5. Device according to one of the preceding claims, characterized in that the after-treatment zone (26) has a plurality of through shafts (32, 40, 42) arranged one behind the other along a fall line for the container products (12) with the individual control means (30).

6. Device according to one of the preceding claims, characterized in that the respective through-shaft (32, 40, 42) is designed as a chamber (44) which is open on its free opposite end faces for the passage of the container products (12), that the bottom opening can be closed by means of the control means (30), preferably with the inclusion of a movable base (34), and that the opposing container walls of the container products (12) along the adjacent chamber walls (46) of the respective chamber (44) with a predeterminable average distance.

7. Device according to one of the preceding claims, characterized in that each chamber (44) has at least one inlet (50) for a temperature control medium, such as a cooling fluid.

8. Device according to one of the preceding claims, characterized in that parallel to the respective chamber walls (46) of a chamber (44) a plurality of inlet nozzles (50) are attached, the discharge side of which passes through the chamber wall (46) and thus the temperature control medium into the Pass-through area of the chamber (44), preferably at a point where the container products (12) in the chamber (44) are stopped by means of the control means (30) in such a way that the temperature control medium, preferably near the bottom of the container product (12) and preferably in a right angle, hits the container product (12) and/or the container contents.

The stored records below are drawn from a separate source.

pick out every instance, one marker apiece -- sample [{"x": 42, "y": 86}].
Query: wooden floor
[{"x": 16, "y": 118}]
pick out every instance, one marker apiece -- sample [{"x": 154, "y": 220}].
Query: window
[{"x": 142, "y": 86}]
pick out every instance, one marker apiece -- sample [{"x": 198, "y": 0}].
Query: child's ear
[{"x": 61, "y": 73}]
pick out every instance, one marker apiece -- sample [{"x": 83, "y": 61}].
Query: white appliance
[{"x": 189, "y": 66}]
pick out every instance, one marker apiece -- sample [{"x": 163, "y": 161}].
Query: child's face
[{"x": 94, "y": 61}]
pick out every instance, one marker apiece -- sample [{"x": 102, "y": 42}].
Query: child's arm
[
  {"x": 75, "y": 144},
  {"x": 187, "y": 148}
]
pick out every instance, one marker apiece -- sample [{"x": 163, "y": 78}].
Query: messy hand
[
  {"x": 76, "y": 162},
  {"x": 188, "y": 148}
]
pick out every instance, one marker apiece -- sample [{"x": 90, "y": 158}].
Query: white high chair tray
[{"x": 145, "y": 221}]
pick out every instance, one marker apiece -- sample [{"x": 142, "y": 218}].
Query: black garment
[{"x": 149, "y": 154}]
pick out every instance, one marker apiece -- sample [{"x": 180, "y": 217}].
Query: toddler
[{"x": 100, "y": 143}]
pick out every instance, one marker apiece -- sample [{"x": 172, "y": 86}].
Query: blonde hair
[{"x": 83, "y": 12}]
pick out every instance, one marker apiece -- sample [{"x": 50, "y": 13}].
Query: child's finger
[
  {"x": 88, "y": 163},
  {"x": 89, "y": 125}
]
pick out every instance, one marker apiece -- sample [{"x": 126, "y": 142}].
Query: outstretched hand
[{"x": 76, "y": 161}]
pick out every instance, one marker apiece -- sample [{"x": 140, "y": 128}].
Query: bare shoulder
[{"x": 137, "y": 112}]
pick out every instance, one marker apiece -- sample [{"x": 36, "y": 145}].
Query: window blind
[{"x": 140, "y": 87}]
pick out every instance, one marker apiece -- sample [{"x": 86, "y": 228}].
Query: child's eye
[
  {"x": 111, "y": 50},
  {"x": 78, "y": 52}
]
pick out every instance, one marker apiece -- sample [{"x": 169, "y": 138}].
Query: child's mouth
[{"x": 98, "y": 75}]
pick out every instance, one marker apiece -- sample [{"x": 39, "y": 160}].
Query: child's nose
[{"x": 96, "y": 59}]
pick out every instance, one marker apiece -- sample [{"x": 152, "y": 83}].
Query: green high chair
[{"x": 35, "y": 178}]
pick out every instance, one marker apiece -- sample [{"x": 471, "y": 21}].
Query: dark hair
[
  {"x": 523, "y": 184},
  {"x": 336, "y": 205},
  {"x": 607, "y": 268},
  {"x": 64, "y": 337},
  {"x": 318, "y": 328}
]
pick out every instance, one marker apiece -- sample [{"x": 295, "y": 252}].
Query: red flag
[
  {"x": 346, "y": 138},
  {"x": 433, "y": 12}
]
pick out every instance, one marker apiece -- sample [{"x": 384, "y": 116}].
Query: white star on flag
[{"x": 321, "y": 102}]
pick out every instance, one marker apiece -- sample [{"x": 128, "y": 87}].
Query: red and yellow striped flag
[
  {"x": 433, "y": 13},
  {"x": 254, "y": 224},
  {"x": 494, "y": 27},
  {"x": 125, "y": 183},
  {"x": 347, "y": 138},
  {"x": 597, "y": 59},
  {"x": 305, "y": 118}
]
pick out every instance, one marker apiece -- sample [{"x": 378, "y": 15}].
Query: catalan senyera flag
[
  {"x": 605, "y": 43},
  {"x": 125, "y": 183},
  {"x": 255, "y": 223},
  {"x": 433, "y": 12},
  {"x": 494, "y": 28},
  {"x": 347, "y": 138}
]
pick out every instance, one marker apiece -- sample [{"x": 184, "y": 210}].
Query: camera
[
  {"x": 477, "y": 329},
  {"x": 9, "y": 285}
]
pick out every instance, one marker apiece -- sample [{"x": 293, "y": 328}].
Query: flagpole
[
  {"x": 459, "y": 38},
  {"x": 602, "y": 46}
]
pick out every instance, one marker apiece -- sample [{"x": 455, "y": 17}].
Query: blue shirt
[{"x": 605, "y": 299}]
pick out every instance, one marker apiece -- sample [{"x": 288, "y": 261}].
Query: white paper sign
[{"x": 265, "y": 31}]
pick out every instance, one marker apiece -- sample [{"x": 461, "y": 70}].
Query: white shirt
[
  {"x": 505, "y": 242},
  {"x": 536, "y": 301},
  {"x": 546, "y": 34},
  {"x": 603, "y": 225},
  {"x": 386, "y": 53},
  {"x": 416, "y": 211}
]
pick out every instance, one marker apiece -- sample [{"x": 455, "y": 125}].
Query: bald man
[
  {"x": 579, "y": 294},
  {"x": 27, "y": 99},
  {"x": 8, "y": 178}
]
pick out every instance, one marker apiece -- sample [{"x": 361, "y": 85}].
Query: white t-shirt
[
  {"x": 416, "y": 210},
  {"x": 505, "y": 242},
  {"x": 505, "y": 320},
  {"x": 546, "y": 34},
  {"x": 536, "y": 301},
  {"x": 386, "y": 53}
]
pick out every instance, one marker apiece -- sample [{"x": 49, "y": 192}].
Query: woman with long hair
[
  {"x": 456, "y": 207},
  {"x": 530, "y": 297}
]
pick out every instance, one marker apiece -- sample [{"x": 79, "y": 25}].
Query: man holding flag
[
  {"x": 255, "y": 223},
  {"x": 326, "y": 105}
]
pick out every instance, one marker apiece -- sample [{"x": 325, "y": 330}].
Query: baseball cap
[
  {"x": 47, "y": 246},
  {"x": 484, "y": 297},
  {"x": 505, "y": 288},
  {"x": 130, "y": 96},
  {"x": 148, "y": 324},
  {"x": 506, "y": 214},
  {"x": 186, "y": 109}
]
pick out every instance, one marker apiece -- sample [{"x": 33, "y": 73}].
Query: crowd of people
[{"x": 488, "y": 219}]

9. Device according to one of the preceding claims, characterized in that the respective chamber volume of a chamber (44) is not larger than 30 times the volume of the respective container product (12), preferably smaller than 20 times.

10. Device according to one of the preceding claims, characterized in that the respective through-shaft (32, 40, 42) can be moved back and forth between a transfer position for introducing the container products (12) and a transfer position for removing them by means of a traversing device (52). is.

11. A method for post-treatment of container products (12), which are produced in particular by a blow molding, filling and closing process, using a device according to one of the preceding claims, characterized in that the container products (12) are individually or in groups (28 ) are brought together into the after-treatment zone (26) and that the length of stay of the respective container products (12) in the after-treatment zone (26) is specified by means of at least one control means (30).

12. The method according to claim 11, characterized in that the introduction of a temperature control medium, in particular a cooling fluid, into the after-treatment zone (26) is carried out discontinuously, the entry is preferred during the introduction of the respective Container product (12) is reduced to the after-treatment zone (26).